أَخْبَرَنَا أَحْمَدُ بْنُ سُلَيْمَانَ، قَالَ حَدَّثَنَا يَحْيَى بْنُ آدَمَ، قَالَ حَدَّثَنَا عَبْدُ الرَّحْمَنِ بْنُ حُمَيْدٍ، قَالَ حَدَّثَنَا أَبُو الزُّبَيْرِ، عَنْ طَاوُسٍ، عَنِ ابْنِ عَبَّاسٍ، قَالَ كَانَ رَسُولُ اللَّهِ صلى الله عليه وسلم يُعَلِّمُنَا التَّشَهُّدَ كَمَا يُعَلِّمُنَا السُّورَةَ مِنَ الْقُرْآنِ ‏.‏
Translation
It was narrated that Ibn 'Abbas said

"The Messenger of Allah (ﷺ) used to teach us the tashahhud just as he used to teach us a surah from the Quran."

Comment

Hadith Text & Reference

"The Messenger of Allah (ﷺ) used to teach us the tashahhud just as he used to teach us a surah from the Quran."

Source: Sunan an-Nasa'i 1278 | The Book of Forgetfulness (In Prayer)

Significance of Teaching Method

The Prophet's comparison of teaching tashahhud to teaching Quranic chapters indicates its fundamental importance in prayer. Just as Quranic recitation requires precise wording revealed by Allah, the tashahhud's formulation carries divine sanction and must be preserved accurately.
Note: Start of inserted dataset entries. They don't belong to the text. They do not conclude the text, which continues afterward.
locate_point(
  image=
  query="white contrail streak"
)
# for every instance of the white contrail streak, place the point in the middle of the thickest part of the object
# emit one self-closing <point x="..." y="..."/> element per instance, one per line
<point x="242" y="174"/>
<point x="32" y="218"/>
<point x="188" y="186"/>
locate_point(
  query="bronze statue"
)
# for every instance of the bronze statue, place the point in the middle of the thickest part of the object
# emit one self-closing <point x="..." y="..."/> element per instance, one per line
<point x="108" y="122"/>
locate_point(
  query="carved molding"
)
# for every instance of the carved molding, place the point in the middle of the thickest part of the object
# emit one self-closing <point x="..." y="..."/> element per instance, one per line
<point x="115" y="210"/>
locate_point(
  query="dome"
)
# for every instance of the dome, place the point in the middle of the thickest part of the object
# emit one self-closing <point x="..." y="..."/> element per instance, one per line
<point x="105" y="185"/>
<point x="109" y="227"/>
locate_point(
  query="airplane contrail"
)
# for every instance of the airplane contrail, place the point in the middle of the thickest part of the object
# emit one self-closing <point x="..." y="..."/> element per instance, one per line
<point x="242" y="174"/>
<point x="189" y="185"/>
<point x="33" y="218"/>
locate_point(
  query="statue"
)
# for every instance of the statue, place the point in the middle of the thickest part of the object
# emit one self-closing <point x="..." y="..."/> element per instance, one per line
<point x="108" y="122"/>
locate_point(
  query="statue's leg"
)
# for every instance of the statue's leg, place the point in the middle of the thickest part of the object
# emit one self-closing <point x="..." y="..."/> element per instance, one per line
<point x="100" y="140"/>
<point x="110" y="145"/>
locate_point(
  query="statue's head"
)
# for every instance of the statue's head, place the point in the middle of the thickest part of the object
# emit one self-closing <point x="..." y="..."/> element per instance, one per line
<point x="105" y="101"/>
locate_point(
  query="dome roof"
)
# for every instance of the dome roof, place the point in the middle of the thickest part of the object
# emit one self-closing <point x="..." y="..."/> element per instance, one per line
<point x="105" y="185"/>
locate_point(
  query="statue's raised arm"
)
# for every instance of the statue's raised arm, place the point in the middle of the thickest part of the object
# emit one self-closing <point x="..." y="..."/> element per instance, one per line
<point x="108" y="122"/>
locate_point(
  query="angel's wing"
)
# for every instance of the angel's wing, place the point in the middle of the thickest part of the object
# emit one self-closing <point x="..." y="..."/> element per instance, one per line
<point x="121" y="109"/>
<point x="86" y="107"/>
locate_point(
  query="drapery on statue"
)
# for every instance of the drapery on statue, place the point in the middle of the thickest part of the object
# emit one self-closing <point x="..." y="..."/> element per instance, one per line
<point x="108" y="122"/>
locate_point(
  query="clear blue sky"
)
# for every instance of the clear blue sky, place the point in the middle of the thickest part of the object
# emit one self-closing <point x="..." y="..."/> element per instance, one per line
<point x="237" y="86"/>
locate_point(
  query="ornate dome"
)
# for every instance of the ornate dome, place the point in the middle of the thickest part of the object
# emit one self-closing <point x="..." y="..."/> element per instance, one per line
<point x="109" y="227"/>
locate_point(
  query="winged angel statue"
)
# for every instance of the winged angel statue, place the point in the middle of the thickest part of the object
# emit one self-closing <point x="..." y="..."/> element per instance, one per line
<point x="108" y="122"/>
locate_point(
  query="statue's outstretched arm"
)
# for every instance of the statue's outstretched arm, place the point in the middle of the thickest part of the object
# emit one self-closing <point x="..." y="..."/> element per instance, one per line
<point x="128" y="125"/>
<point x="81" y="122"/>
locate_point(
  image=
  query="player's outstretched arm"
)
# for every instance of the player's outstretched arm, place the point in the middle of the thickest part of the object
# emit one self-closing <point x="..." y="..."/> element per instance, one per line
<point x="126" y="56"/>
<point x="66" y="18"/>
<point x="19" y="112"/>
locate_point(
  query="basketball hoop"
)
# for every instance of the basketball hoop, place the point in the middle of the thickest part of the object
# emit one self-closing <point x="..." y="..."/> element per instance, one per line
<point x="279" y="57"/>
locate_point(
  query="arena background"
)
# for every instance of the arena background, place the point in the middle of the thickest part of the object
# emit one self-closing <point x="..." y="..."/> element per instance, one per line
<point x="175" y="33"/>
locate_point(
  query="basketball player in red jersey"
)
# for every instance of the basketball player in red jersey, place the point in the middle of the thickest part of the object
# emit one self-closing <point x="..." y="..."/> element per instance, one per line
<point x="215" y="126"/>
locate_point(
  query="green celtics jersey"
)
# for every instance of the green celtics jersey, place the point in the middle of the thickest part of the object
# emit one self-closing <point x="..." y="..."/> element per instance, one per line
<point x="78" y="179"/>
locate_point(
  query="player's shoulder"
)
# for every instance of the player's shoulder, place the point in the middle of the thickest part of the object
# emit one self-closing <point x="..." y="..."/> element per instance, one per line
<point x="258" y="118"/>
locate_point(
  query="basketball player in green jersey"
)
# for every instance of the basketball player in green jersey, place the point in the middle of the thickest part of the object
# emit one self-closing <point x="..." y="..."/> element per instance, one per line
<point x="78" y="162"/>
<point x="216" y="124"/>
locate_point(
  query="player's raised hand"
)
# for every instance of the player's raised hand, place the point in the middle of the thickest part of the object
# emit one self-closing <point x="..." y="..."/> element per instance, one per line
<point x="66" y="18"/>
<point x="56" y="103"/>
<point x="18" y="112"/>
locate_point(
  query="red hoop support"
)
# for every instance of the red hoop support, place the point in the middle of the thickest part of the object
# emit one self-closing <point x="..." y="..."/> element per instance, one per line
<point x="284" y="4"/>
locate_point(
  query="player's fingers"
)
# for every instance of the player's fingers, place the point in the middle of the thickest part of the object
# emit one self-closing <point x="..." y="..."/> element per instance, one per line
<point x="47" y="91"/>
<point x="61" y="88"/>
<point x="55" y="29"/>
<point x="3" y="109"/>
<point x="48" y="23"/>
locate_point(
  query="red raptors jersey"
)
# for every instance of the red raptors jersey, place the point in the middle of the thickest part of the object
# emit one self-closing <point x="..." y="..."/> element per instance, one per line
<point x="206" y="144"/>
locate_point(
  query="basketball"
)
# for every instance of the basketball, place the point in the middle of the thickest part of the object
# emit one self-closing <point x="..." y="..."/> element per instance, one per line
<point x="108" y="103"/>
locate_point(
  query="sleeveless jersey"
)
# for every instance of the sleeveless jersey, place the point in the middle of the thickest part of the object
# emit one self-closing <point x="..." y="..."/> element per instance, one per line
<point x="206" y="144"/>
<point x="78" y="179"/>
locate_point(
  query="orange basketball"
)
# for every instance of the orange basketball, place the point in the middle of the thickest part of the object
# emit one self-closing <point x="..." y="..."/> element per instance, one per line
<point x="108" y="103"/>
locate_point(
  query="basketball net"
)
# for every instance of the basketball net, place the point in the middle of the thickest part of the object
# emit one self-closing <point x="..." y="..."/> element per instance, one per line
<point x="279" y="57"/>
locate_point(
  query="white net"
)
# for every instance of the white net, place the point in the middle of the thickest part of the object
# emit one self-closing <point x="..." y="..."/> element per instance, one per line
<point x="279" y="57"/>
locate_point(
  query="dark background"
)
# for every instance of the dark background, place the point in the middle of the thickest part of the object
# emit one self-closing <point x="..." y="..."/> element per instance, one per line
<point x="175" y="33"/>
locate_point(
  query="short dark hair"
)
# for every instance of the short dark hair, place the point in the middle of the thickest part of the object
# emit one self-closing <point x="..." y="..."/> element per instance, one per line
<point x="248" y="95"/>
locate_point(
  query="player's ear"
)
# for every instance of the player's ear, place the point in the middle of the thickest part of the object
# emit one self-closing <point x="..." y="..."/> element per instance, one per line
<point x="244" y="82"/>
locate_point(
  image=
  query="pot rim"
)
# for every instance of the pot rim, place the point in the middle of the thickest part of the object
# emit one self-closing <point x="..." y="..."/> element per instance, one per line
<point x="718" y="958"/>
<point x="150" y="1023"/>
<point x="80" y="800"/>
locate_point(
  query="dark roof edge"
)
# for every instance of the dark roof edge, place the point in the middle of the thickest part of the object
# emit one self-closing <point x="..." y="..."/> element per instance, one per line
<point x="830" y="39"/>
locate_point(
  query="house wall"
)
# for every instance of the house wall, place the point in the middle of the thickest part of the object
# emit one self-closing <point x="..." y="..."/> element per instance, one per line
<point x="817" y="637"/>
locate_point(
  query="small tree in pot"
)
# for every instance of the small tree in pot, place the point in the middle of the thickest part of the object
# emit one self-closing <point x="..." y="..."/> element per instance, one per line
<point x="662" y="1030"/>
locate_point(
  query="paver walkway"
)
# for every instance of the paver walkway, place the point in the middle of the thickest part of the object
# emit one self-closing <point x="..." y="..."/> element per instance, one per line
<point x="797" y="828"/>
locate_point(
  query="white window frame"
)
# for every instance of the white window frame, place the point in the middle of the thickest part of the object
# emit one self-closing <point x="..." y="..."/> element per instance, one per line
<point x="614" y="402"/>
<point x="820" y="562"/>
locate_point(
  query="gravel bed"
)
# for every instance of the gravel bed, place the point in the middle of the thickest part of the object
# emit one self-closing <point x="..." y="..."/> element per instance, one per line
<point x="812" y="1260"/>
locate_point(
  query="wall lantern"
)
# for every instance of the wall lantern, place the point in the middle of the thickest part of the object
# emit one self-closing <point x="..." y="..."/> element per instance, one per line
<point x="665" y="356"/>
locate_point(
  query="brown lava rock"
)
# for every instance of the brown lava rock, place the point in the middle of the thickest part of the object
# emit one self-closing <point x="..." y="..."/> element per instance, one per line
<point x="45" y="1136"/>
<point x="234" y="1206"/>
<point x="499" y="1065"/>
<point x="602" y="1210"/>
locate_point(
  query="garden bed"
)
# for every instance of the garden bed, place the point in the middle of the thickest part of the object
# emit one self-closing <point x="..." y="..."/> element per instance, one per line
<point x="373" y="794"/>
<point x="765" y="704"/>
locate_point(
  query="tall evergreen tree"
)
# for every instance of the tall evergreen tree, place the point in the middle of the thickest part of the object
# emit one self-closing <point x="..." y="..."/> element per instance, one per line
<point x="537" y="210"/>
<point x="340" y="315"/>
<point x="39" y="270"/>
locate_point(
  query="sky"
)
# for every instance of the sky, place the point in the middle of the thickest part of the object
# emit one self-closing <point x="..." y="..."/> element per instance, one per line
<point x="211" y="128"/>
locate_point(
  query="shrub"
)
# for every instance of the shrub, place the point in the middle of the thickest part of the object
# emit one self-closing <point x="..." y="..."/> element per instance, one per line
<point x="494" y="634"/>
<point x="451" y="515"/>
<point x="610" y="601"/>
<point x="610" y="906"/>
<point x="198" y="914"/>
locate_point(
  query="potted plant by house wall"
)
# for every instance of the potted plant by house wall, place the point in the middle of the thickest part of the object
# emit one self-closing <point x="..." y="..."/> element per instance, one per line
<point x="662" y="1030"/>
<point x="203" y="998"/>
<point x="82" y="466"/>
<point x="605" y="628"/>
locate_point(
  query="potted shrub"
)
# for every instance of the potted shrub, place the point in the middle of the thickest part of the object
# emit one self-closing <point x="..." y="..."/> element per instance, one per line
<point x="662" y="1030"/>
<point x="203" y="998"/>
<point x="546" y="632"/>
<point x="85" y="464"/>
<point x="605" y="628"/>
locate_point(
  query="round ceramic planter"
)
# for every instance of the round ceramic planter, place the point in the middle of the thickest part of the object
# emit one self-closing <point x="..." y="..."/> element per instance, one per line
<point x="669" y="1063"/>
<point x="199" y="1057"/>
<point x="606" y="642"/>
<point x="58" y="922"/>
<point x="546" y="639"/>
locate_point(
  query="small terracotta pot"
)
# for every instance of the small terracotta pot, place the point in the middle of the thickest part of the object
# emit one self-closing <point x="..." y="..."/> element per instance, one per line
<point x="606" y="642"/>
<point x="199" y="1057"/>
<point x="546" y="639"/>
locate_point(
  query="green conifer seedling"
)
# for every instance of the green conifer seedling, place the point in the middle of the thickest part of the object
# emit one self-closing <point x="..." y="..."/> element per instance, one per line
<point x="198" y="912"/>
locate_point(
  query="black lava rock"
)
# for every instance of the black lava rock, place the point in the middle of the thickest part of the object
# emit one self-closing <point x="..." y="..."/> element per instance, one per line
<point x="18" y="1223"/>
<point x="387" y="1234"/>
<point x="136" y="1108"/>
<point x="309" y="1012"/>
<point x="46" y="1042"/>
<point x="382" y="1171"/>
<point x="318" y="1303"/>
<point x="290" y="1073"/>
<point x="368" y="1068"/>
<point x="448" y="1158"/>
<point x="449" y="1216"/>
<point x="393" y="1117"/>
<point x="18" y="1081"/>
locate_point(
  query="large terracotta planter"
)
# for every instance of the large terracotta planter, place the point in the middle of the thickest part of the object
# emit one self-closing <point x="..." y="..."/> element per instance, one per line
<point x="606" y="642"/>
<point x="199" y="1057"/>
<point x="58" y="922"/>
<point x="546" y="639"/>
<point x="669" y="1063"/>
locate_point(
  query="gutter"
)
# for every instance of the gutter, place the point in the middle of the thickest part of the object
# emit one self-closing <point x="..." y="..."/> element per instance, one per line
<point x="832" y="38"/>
This teaching methodology emphasizes repetition, careful articulation, and systematic instruction - the same approach used for transmitting divine revelation, elevating the tashahhud's status above ordinary supplications.

Legal Implications

Scholars derive from this hadith that the tashahhud wording is tawqifi (determined by divine instruction) rather than being left to personal choice. The mandatory nature of learning it precisely reflects its fixed position in prayer structure.

This establishes that forgetting the tashahhud requires correction just as forgetting Quranic recitation does, with prostrations of forgetfulness (sujud al-sahw) being prescribed for such omissions.

Spiritual Dimensions

The tashahhud contains testimony of faith (shahadah), blessings upon the Prophet, and supplications - encapsulating core Islamic beliefs. Its placement between prayer cycles symbolizes the believer's journey from worldly engagement to divine presence.

By giving it Quranic-level importance, the Prophet highlighted how prayer combines divine words (Quran) with divinely-taught human expressions (tashahhud) in perfect worship harmony.